Continuing the theme of listing the players who represented Everton from 1946-47, when the Football League resumed following World War Two, until !950-51 when Everton were relegated to the old Second Division.

Continuing the theme of listing the players who represented Everton from 1946-47, when the Football League resumed following World War Two, until !950-51 when Everton were relegated to the old Second Division.

Thomas Edwin Jones

Born 4 April 1930; Died 5 June 2010

Signed straight from school Tommy Jones was to spend 17 years as an Everton player, he had to wait six years before making his first team debut, and when it came he had to face Arsenal at Highbury. As if following his namesake TG Jones wasn't bad enough, he was part of the team that was relegated to the Second Division for only the second time, at the end of his first season.
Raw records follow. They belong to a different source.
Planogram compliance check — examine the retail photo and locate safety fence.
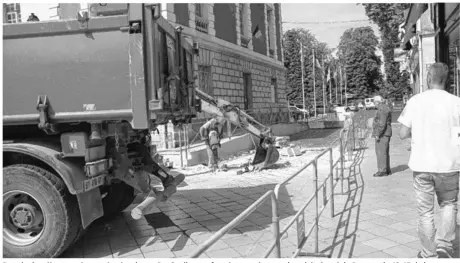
[190,112,367,258]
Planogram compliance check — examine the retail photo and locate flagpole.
[345,66,348,107]
[313,48,317,117]
[339,66,343,105]
[321,55,326,115]
[300,42,305,121]
[327,68,332,103]
[334,68,339,103]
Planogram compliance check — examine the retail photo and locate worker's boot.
[160,173,185,202]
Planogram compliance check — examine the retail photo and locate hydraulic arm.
[195,89,279,170]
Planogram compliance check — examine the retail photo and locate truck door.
[145,12,196,125]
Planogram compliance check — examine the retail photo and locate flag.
[316,59,323,69]
[299,43,303,65]
[252,25,262,38]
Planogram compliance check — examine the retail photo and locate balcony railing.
[195,17,209,33]
[241,34,250,48]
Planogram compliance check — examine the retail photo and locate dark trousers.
[206,144,218,168]
[375,136,390,173]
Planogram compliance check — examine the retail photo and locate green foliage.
[363,3,410,94]
[283,28,331,107]
[338,26,382,98]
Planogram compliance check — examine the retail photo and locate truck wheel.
[102,182,135,219]
[3,164,81,258]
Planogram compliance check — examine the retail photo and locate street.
[60,120,459,258]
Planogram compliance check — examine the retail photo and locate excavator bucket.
[252,145,280,169]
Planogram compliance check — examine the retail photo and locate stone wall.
[198,48,287,112]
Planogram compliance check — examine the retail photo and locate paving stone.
[357,251,393,258]
[172,217,196,225]
[110,238,137,251]
[83,251,113,258]
[385,233,418,244]
[156,226,181,235]
[362,237,399,250]
[371,216,399,226]
[383,245,418,258]
[388,222,417,231]
[136,237,169,254]
[172,245,198,258]
[144,249,176,258]
[113,246,142,258]
[206,248,241,258]
[366,226,398,237]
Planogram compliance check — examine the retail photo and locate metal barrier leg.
[330,149,334,218]
[313,160,319,253]
[271,195,281,258]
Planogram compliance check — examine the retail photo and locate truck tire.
[102,182,135,219]
[3,164,81,258]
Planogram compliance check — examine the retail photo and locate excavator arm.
[195,89,279,170]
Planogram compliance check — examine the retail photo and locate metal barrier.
[190,110,366,258]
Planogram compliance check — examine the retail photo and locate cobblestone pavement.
[64,124,460,258]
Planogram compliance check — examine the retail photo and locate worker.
[200,116,225,171]
[372,96,392,177]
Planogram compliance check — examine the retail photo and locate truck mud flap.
[252,145,280,169]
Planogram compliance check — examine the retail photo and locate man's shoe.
[436,247,452,258]
[374,172,388,177]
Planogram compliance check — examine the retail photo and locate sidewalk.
[320,129,460,258]
[63,126,460,258]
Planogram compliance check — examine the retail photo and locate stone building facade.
[162,3,288,123]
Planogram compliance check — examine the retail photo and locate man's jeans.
[206,144,219,168]
[414,172,459,257]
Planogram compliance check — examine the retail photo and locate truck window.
[3,3,128,24]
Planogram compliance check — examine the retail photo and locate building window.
[195,4,209,33]
[270,78,278,103]
[243,73,252,110]
[267,5,276,58]
[4,3,21,24]
[238,4,249,48]
[198,65,214,96]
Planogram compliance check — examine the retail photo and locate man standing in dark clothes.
[200,116,225,171]
[372,96,392,177]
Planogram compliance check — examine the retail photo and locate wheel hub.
[10,204,43,229]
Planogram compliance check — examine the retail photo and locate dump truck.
[3,4,278,258]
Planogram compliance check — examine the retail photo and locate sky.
[281,3,380,48]
[17,3,57,22]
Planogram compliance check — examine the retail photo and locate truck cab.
[3,3,199,258]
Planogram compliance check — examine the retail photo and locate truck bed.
[3,16,137,124]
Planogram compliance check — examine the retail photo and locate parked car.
[348,102,358,111]
[364,98,376,110]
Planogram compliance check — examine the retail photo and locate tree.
[338,26,382,98]
[362,3,410,94]
[283,28,331,110]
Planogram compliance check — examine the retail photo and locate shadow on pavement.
[391,164,409,174]
[321,134,367,258]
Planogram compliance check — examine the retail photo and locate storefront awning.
[401,3,428,50]
[394,47,408,62]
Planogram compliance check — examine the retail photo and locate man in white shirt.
[398,63,460,258]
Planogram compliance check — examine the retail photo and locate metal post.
[178,127,184,168]
[313,159,319,253]
[351,115,356,151]
[313,49,317,117]
[184,124,189,162]
[271,194,281,258]
[299,41,305,121]
[330,150,334,218]
[340,133,344,194]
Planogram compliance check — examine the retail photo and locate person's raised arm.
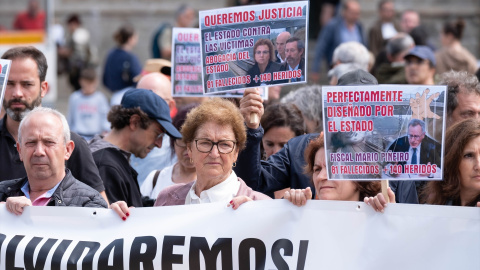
[5,196,32,216]
[363,187,395,213]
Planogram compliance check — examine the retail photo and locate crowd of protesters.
[0,0,480,217]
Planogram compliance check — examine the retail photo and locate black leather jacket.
[0,169,108,208]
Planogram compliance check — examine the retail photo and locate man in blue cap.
[89,89,182,207]
[404,46,437,85]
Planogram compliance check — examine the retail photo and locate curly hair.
[169,103,200,157]
[107,105,154,129]
[420,119,480,206]
[304,135,381,201]
[181,98,247,150]
[2,46,48,82]
[253,38,275,61]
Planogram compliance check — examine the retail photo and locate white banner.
[0,200,480,270]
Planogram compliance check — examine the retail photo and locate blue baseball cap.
[121,88,182,139]
[403,45,437,66]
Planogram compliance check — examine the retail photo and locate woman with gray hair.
[280,85,323,133]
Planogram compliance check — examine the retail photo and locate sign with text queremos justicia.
[172,27,203,97]
[323,85,446,180]
[199,1,308,93]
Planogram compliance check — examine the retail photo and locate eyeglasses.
[405,58,426,66]
[255,51,270,54]
[408,134,423,140]
[174,139,187,148]
[195,139,237,154]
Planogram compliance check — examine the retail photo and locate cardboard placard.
[323,85,447,180]
[199,1,308,93]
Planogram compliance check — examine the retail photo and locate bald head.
[137,72,172,99]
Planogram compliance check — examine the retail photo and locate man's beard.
[3,95,42,122]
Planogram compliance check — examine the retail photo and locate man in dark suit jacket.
[388,119,442,167]
[283,37,305,82]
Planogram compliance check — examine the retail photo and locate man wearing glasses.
[89,89,182,207]
[387,119,442,176]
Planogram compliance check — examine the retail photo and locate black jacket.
[90,135,143,207]
[388,135,442,167]
[0,169,108,208]
[247,61,284,87]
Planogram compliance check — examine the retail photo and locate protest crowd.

Some publications state that he was known to fans as T E Jones, but I would challenge that statement, because I don't know any Everton supporter who called him anything but Tommy, I believe it was after his legendary predecessor T G Jones had left the club, that sports writers referred to him as T E to avoid confusion.

Tommy Jones was Everton's first choice centre-half throughout the 1950s, initially a full-back he developed into an outstanding cool, calculated defender, a stopper of the highest quality.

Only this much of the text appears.